TajukPolitik – Wacana sistem pemilu proporsional terbuka akan diubah mejadi sitem proporsional tertutup bergulir. Wacana ini menimbulkan dinamika di perpolitikan Indonesia menjelang Pemilu 2024.
Dalam sejarah Pemilu di Indonesia hanya terdapat 2 sistem yang diterapkan. Kedua sistem itu adalah proporsional tertutup dan proporsional terbuka.
Sistem proporsional tertutup membuat rakyat sebagai pemilih hanya bisa memilih partai politik. Dalam sistem proporsional tertutup, pemilih tidak bisa mengetahui dan tidak bisa memilih secara langsung calon anggota legislatif (Caleg) terpilih yang bakal menjadi anggota Dewan Perwakilan Rakyat (DPR) dan Dewan Perwakilan Rakyat Daerah (DPRD).
Dengan sistem itu, walaupun pemilih yang memberikan suara kepada salah satu calon, maka suara tersebut menjadi suara partai politik pengusung. Suara partai politik yang telah mencapai ambang batas kursi akan diberikan kepada para calon yang diusung berdasarkan nomor urut.
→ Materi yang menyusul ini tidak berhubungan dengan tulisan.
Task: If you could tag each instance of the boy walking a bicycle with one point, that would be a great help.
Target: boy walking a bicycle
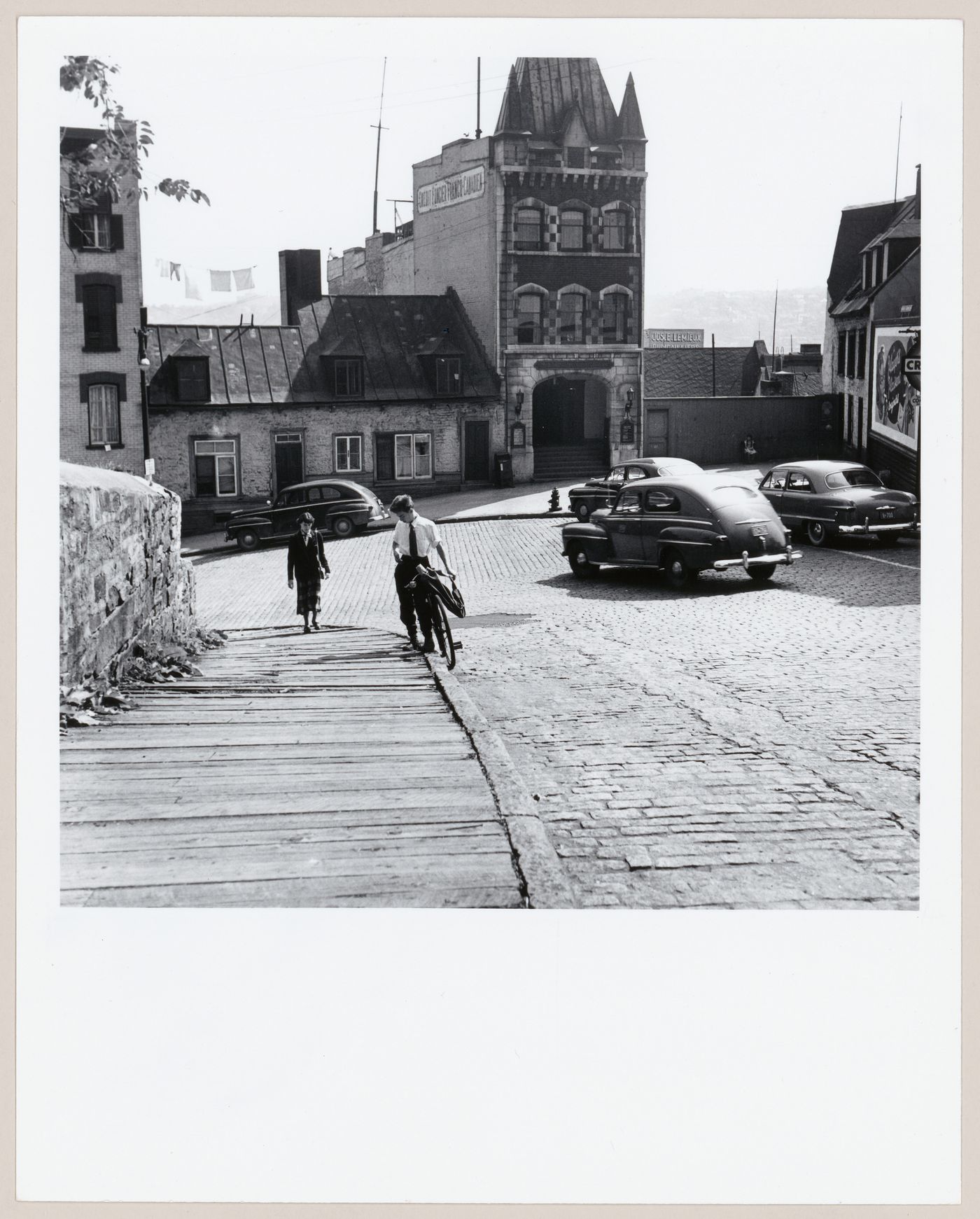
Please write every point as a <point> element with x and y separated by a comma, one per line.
<point>414,541</point>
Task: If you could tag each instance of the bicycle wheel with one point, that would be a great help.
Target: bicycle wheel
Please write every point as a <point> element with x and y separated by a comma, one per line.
<point>442,633</point>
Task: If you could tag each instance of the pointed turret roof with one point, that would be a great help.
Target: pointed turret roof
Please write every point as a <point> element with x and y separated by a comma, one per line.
<point>510,111</point>
<point>542,90</point>
<point>631,125</point>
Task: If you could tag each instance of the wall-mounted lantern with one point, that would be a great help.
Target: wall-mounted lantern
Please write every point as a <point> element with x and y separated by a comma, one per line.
<point>626,427</point>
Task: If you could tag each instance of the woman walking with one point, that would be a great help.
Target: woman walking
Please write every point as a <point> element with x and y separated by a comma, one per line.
<point>309,564</point>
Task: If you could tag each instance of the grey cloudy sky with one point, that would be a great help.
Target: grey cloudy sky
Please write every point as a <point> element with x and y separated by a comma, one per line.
<point>758,131</point>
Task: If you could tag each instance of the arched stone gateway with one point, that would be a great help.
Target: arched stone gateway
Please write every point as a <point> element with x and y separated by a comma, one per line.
<point>570,427</point>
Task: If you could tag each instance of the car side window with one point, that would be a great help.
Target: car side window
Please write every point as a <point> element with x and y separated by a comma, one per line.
<point>662,501</point>
<point>628,503</point>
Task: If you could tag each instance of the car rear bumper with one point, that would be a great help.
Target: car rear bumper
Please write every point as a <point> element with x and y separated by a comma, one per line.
<point>746,559</point>
<point>884,527</point>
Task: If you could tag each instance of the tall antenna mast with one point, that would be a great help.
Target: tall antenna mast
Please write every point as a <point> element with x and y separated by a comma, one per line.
<point>378,153</point>
<point>478,97</point>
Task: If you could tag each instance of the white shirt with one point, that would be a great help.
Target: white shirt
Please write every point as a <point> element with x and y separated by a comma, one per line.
<point>427,536</point>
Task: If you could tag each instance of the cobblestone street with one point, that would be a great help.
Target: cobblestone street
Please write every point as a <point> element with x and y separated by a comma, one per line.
<point>735,745</point>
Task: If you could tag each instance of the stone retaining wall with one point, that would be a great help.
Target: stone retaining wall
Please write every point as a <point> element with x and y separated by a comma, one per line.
<point>122,577</point>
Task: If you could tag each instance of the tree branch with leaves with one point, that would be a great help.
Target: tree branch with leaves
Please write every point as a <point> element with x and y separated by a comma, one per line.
<point>110,167</point>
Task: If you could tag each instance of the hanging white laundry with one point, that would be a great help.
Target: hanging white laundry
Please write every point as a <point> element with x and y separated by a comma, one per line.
<point>194,283</point>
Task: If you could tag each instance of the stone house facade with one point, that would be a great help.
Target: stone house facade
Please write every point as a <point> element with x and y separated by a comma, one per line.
<point>393,393</point>
<point>873,335</point>
<point>540,230</point>
<point>100,298</point>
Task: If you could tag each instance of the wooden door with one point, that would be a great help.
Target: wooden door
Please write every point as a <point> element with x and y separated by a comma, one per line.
<point>288,447</point>
<point>654,433</point>
<point>477,452</point>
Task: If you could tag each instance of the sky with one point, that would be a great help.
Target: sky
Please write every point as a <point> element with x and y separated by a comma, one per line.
<point>760,132</point>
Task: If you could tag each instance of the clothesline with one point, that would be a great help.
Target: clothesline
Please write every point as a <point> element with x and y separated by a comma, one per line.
<point>199,281</point>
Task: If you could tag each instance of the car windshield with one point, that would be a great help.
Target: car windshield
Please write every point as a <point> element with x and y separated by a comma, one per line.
<point>853,478</point>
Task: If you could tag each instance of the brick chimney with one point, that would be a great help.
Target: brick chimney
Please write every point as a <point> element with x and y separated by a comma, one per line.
<point>299,283</point>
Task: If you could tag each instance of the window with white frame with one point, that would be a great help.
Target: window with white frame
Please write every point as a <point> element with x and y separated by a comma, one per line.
<point>573,230</point>
<point>449,375</point>
<point>529,309</point>
<point>615,312</point>
<point>615,230</point>
<point>104,415</point>
<point>215,467</point>
<point>348,455</point>
<point>414,455</point>
<point>572,317</point>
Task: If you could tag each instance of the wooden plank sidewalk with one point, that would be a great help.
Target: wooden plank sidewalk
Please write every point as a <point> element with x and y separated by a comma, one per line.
<point>317,769</point>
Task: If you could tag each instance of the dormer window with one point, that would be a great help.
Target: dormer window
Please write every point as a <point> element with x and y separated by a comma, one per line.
<point>449,375</point>
<point>349,381</point>
<point>192,383</point>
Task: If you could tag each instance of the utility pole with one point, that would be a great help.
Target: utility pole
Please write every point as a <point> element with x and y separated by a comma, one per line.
<point>378,153</point>
<point>478,98</point>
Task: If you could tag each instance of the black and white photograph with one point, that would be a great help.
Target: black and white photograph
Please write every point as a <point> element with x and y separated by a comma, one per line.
<point>491,477</point>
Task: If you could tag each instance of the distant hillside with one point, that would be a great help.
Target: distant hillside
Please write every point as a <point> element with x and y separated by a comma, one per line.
<point>739,319</point>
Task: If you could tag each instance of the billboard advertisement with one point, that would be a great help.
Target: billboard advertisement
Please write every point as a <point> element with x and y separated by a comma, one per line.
<point>896,394</point>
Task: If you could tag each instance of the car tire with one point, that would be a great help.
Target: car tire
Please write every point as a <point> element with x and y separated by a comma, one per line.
<point>582,564</point>
<point>679,576</point>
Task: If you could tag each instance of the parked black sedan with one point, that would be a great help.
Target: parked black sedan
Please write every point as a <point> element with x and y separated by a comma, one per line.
<point>682,527</point>
<point>839,498</point>
<point>600,493</point>
<point>338,506</point>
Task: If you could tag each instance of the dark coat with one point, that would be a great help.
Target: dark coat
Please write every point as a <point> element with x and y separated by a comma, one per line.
<point>306,559</point>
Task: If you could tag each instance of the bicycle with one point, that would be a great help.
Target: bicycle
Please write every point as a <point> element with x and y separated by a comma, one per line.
<point>447,645</point>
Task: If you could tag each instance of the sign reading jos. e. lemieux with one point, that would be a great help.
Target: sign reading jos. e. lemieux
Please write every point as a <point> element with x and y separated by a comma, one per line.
<point>447,192</point>
<point>673,338</point>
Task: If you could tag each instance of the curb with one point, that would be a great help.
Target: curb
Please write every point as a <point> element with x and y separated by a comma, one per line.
<point>544,875</point>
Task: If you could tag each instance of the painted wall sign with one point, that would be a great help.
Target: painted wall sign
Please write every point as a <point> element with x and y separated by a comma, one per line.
<point>447,192</point>
<point>896,399</point>
<point>673,338</point>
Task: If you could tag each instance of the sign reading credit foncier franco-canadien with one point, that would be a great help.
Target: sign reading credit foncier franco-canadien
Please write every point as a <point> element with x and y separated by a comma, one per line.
<point>447,192</point>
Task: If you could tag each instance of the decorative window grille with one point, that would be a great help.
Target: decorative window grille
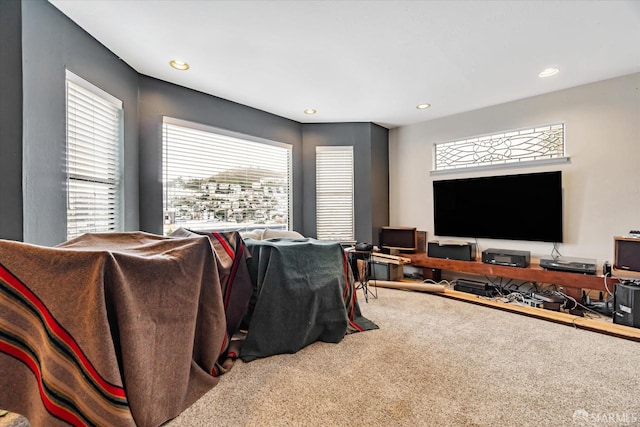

Dalam sistem proporsional tertutup, partai politik mengajukan daftar calon yang disusun berdasarkan nomor urut. Nomor urut itu nantinya ditentukan oleh partai politik. Sementara, penetapan calon terpilih ditentukan berdasarkan nomor urut. Sistem proporsional tertutup diterapkan dalam Pemilu 1955, 1971, 1977, 1982, 1987, 1992, 1997, dan 1999.
Indonesia menerapkan sistem proporsional terbuka sejak Pemilu 2004 buat memilih calon anggota legislatif (Caleg) Dewan Perwakilan Rakyat (DPR), DPRD Provinsi, dan DPRD kabupaten/kota. Dengan penerapan sistem proporsional terbuka, pemilih diberikan kewenangan memilih caleg yang dikehendaki sesuai daftar caleg yang ada di masing-masing partai politik peserta Pemilu.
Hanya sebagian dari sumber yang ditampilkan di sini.